Phase III ELEVATE-RR Trial of Ibrutinib vs Acalabrutinib in Patients With High-Risk Relapsed/Refractory CLL

Jeff P. Sharman, MD:
In terms of awaited data, one of the highly anticipated ongoing studies is the phase III ELEVATE-RR trial with a head-to-head comparison of ibrutinib vs acalabrutinib in patients with high‑risk relapsed/refractory CLL.[18] This is a noninferiority trial enrolling 533 patients, and the primary endpoint is PFS. Key secondary endpoints include OS and safety. The trial is fully accrued and it is uncertain when data from this study will be available. Results from ELEVATE-RR should provide insights into the differences between these 2 BTK inhibitors.

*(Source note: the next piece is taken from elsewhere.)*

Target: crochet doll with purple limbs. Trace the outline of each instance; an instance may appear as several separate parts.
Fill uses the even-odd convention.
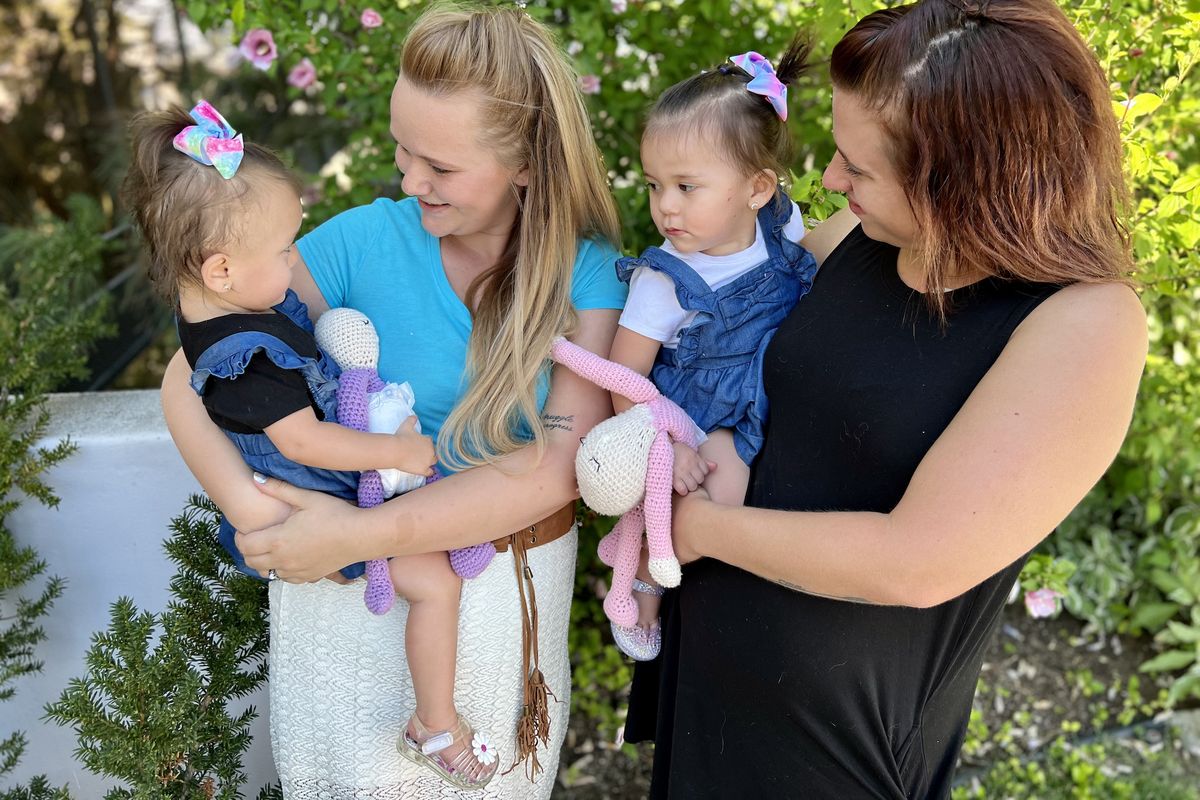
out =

Phase I/II ACE-CL-001 Trial of Acalabrutinib in Ibrutinib-Intolerant Cohort

Jeff P. Sharman, MD:
Finally, we have data from the previously presented phase I/II ACE-CL-001 study that looked specifically at acalabrutinib in patients who were intolerant of ibrutinib.[19] Of 33 patients, 23 remained on acalabrutinib, and there were no dose reductions. Of 61 ibrutinib-related adverse events, 72% did not recur and 13% recurred at a lower grade with acalabrutinib. The ORR was 76% and 1-year PFS rate was 83.4%. Therefore, in patients who are intolerant to ibrutinib, acalabrutinib is a reasonable alternative.

Nichole Fisher, RN, BSN:
I have a patient who experienced pneumonitis while on ibrutinib therapy. After several doses of steroids, ibrutinib was discontinued due to intolerance. The patient then received acalabrutinib, pneumonitis has subsided, and the patient is doing quite well.

Emily Bucholtz, RPh:
We have had 2 patients in the clinic who had some interesting adverse events from ibrutinib. One patient had pretty pronounced mucositis and the other one had a lot of changes in fingernails. Both patients were switched to acalabrutinib due to ibrutinib intolerance, and they have been maintained successfully on acalabrutinib.


Jeff P. Sharman, MD:
In summary, frontline therapies for CLL have expanded rapidly with several reasonable options including ibrutinib-based and venetoclax-based regimens. Treatment choices in patients with previously untreated CLL depend on age/fitness and molecular characteristics. In relapsed/refractory CLL, available treatment options include BTK, BCL-2, and PI3K inhibitors. Previous therapies and individual patient characteristics can determine the optimal treatment choice in the relapsed/refractory setting.